Yes, yes, “entia non sunt multiplicanda” and all that (that’s Occam’s Razor: basically, it means “don’t add unncessary stuff” or “go with the simplest reasonable explanation”). Why add words wantonly. But this isn’t science, this is language, and language is not just a dry means of communication, it’s a fun game and we use it to express ourselves and add nuances. If our designer had said “Then we need to have all the data be sensible?” that would have implied a higher bar being set. And obviously it would be unnecessarily inelegant for her to say “Then we need to have all the data not be nonsensical?” She chose the word that worked. She said it, we understood it, there you have it.

But has sensical existed as a word already? Is it used in earnest today? How do we come to have a nonsensical without a sensical?

The answer to the first question is “Of course.” Any obvious backformation will show up fairly readily in usage, along with people asking “Is this a word?” The Oxford English Dictionary has citations for sensical from 1797 and 1839. (Nonsensical was in print by 1645.) However, the OED marks the word as obsolete and rare (it has the dreaded obelisk on the entry, gazing balefully like a basilisk – or rather hanging like the sword of Damocles over the headword).

And indeed sensical is not often used. It is used, however. Google it. Admittedly, you will find at the top of the results a number of wiki dictionary entries and several forum discussions of whether it’s a word. (I recommend this one on Vocaboly.com for some entertainment value.) Well, of course it’s a word. What a silly question. They use it, you understand it. No act of parliament or congress is required, nor any lexicographer’s imprimatur.
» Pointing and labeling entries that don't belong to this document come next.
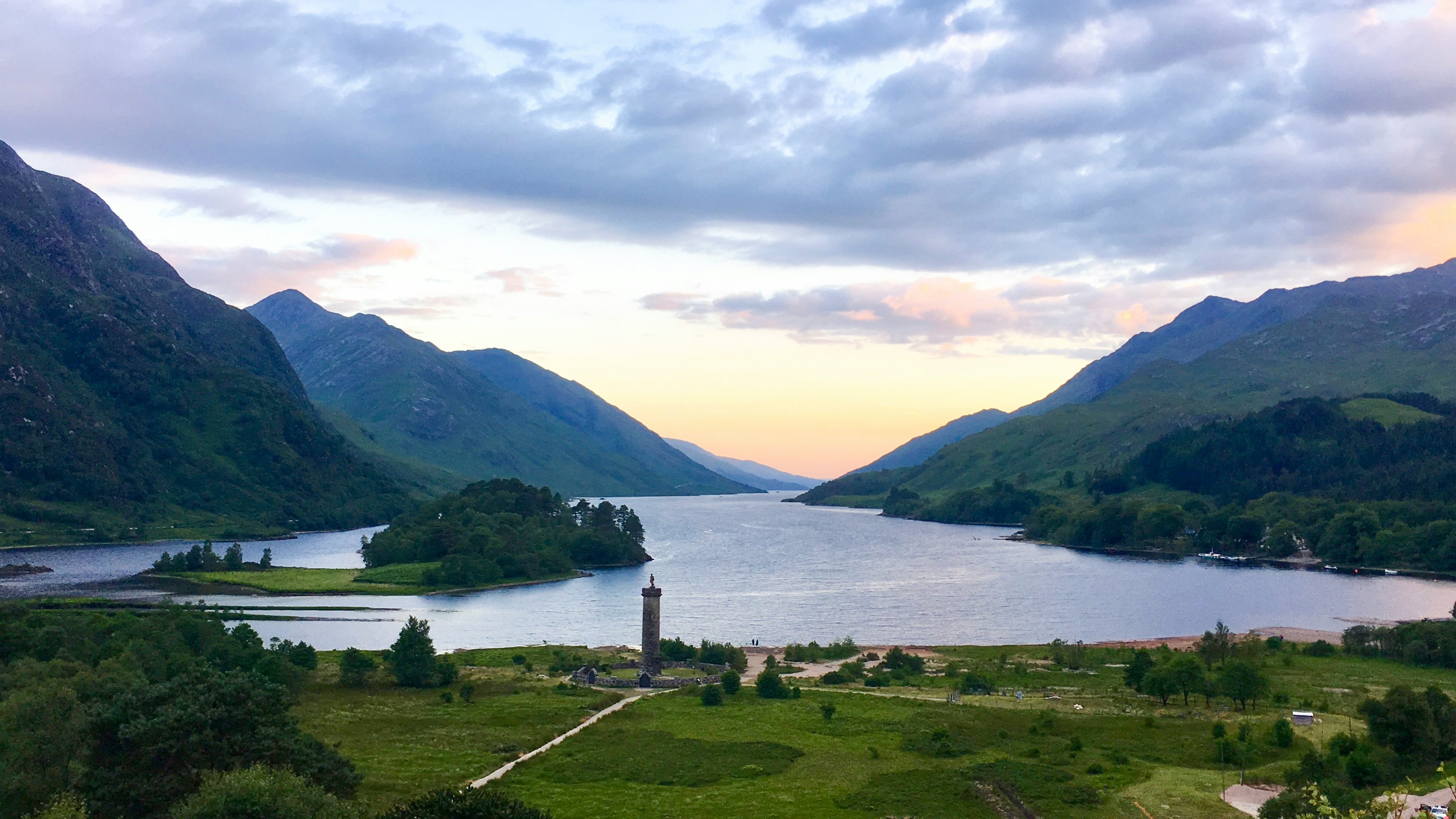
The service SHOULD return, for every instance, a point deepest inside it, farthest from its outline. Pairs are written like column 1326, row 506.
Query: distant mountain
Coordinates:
column 752, row 473
column 922, row 447
column 1194, row 332
column 1216, row 322
column 414, row 402
column 137, row 407
column 1368, row 335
As to the etymology, the word nonsensical was formed by adding the suffix ical to the word nonsense (which of course was in turn formed from non and sense). There are a few other adjectives ending in ical that are formed from roots not ending in ic, such as canonical and chirurgical. By the time nonsensical came around, the sense of sensible meaning ‘making good sense’ was well established (and the older senses of ‘able to be sensed’ and ‘able to sense’ have been around since at least the 1300s), so that seemed generally to serve the turn – the finer distinction I make above was just not needed, I guess. And why not nonsensible? There actually is such a word, but it dates only to the 1800s and means ‘not available to the senses’. It happens that the more appropriate suffix for nonsense is ical, as in electrical, magical, musical, radical, and canonical.
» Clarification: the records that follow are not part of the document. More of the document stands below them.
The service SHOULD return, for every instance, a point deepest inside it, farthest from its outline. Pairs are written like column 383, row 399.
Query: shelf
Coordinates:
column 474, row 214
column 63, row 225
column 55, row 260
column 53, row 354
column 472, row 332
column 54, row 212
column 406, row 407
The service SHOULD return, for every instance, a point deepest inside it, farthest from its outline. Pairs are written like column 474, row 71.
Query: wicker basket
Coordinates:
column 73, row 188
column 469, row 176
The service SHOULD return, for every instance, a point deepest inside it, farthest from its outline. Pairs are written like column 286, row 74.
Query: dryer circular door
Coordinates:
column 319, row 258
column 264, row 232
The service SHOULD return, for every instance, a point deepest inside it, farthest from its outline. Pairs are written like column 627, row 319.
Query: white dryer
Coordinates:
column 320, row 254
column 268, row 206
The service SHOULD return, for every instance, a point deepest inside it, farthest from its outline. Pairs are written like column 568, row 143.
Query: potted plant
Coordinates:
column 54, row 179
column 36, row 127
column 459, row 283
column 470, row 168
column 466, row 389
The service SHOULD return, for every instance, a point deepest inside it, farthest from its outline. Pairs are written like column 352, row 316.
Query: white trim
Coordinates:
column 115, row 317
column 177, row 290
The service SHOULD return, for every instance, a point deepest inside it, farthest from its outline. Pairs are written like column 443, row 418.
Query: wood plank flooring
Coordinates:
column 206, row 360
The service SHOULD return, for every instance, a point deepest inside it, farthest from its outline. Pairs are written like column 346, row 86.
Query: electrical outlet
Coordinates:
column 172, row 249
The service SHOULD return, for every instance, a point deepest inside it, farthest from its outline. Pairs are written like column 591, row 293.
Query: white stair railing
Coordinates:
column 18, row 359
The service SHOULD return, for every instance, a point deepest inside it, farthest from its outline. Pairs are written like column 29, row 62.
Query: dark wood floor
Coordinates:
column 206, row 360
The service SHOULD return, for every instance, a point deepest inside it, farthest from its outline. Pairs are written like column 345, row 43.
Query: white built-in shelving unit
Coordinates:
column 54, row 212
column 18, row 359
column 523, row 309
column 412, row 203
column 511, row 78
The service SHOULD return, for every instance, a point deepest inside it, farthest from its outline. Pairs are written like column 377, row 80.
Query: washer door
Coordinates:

I would be incomplete in my mission if I did not also point out that sensical ricochets off the back of the mouth rather than bouncing off the lips like sensible, lacks the many accreted flavours of sensible, and has nice echoes of all those ical words I mention above plus such as icicle, trickle, tickle, and such like. And it may carry that certain raciness or edginess that one gets from backforming an almost-unheard word from a common word, a thrill you may experience much more intensely from the curiously sensical little story “How I Met My Wife” by Jack Winter.